I didn't mind getting the stomach flu from him. we had great sex AND I'm seven pounds lighter
I don't even know. I woke up in the bathtub with no shirt, covered in towels holding what appeared to be vanillia pudding mixed with captain morgan.
Ran into his mom at the bar, i told her "i know he's married now but I'd still do him"
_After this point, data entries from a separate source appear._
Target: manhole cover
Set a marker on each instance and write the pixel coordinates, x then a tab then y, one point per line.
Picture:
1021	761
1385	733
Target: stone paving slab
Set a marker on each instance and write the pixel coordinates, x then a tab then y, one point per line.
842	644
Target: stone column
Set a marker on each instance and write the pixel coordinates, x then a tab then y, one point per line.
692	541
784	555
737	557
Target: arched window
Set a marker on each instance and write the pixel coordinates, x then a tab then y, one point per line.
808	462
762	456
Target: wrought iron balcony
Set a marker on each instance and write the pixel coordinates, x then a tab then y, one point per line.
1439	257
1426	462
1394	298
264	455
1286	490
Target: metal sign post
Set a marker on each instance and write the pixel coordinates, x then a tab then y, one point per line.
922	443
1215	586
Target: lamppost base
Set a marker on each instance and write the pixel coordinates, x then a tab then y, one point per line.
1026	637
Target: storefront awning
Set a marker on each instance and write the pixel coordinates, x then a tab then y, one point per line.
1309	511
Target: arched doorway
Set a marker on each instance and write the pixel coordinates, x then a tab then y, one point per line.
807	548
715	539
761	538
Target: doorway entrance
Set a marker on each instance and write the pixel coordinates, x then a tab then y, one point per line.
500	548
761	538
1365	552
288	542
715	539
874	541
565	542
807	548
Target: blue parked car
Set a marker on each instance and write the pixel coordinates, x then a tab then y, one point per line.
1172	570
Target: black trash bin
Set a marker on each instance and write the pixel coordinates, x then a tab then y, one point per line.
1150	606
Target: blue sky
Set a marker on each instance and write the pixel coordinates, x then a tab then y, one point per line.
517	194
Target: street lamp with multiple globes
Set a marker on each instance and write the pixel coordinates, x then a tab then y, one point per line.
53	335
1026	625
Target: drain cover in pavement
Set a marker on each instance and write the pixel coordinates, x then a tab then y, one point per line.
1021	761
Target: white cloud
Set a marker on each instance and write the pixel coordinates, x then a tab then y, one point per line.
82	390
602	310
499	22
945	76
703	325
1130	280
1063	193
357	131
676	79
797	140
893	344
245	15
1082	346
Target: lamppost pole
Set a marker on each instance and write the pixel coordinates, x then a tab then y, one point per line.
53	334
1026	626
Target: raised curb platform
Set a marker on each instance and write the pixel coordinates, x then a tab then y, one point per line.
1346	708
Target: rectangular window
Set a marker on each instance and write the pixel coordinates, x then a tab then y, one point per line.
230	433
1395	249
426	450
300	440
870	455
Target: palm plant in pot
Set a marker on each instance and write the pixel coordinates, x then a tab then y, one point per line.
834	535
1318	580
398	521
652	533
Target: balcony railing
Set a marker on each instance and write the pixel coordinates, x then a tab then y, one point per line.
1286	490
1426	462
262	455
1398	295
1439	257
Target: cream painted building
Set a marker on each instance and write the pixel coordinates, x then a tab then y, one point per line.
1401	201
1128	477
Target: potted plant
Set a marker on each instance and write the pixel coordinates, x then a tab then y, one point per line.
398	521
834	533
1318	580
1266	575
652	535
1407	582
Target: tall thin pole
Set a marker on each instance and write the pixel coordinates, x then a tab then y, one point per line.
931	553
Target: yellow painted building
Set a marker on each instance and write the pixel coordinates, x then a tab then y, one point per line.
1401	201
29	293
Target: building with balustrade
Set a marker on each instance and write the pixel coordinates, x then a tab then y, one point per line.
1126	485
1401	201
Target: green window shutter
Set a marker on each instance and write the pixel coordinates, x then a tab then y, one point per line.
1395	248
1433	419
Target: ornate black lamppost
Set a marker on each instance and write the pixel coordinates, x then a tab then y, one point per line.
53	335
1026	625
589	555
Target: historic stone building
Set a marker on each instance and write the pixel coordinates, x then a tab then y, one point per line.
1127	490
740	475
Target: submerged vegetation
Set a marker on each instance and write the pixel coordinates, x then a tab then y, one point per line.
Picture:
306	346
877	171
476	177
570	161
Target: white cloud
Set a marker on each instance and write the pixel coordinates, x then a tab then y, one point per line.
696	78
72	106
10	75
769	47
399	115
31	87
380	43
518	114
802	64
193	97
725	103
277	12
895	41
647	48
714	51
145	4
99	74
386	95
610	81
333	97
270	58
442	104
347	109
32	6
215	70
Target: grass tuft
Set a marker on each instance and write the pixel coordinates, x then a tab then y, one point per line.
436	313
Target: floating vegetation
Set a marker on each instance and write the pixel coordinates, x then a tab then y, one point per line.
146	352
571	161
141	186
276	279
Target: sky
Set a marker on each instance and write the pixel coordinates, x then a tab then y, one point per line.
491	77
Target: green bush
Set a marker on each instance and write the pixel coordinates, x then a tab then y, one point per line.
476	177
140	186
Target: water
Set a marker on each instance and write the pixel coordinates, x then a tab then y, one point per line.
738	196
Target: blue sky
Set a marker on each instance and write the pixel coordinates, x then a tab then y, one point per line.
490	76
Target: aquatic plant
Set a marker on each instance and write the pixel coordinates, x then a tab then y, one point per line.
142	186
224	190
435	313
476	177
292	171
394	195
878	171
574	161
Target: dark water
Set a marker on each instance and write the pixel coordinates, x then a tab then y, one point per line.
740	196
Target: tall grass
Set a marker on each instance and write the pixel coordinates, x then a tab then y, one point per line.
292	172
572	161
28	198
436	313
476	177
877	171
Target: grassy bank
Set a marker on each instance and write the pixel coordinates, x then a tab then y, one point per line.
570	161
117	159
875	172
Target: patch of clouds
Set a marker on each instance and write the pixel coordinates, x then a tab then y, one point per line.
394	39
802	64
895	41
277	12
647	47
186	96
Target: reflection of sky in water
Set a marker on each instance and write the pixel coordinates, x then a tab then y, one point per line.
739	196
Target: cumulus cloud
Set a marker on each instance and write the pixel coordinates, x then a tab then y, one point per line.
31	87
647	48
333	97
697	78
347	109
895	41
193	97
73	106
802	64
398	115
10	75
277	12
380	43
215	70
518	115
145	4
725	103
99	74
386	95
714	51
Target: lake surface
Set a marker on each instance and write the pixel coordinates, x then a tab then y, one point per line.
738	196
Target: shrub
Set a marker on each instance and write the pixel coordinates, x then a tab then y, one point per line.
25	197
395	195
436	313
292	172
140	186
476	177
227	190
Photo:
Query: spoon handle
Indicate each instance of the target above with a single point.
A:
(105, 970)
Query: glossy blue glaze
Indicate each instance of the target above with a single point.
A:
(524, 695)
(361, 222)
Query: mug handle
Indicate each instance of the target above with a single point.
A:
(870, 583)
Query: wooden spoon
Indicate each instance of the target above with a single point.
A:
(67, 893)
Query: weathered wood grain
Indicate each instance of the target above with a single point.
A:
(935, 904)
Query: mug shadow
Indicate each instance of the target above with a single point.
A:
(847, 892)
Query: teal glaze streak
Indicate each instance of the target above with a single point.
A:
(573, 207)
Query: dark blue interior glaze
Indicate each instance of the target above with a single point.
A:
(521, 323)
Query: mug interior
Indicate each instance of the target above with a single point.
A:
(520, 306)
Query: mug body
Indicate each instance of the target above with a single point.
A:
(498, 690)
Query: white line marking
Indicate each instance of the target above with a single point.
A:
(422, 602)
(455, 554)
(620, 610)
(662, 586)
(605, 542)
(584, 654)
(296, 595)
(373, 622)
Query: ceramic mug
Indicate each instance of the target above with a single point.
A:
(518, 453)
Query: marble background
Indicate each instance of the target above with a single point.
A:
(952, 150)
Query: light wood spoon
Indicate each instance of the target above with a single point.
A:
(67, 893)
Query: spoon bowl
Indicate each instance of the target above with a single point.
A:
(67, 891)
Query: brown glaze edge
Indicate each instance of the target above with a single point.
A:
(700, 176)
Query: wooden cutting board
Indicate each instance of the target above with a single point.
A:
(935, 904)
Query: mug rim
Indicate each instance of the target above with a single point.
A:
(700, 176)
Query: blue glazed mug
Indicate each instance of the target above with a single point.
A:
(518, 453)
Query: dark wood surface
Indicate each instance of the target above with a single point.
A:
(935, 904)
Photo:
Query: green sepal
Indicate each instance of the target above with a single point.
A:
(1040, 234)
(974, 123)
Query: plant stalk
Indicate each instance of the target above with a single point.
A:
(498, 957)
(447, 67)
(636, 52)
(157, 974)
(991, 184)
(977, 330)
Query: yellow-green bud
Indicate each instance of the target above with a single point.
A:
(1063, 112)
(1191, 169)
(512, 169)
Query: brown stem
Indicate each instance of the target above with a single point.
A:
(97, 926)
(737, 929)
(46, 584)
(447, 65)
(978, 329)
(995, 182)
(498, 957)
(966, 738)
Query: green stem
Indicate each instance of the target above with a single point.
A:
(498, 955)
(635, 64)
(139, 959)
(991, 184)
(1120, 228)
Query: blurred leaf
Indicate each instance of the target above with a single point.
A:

This is actually a pretty big deal for him. I mean, he contacted a stranger out of concern for someone else instead of for sex.
That does show growth.
If I have to strap one on and give it to you good, you will not die revirginated. That's friendship.
i think the sex is so good because i get a contact high just from fucking him
The other guys kept waking up so I hid... Like, dick in mouth, hiding in his sleeping bag
You know it was a weird night when you find curly fries in your purse the next morning...
She kept giving the uber driving directions and we all thought they were wrong so we'd send him the other way. Turns out she wasn't guiding us home, but to the half gallon that she hid in the bushes on the way to the bar.
a guy just skateboarded past my window in a bunny suit while chased by a dog walker
We need to stop smoking. I just ran into a glass door.
just saw a girl run into an automatic sliding door, back up and try again
I just found my phone after looking for it since yesterday afternoon it was in the fridge.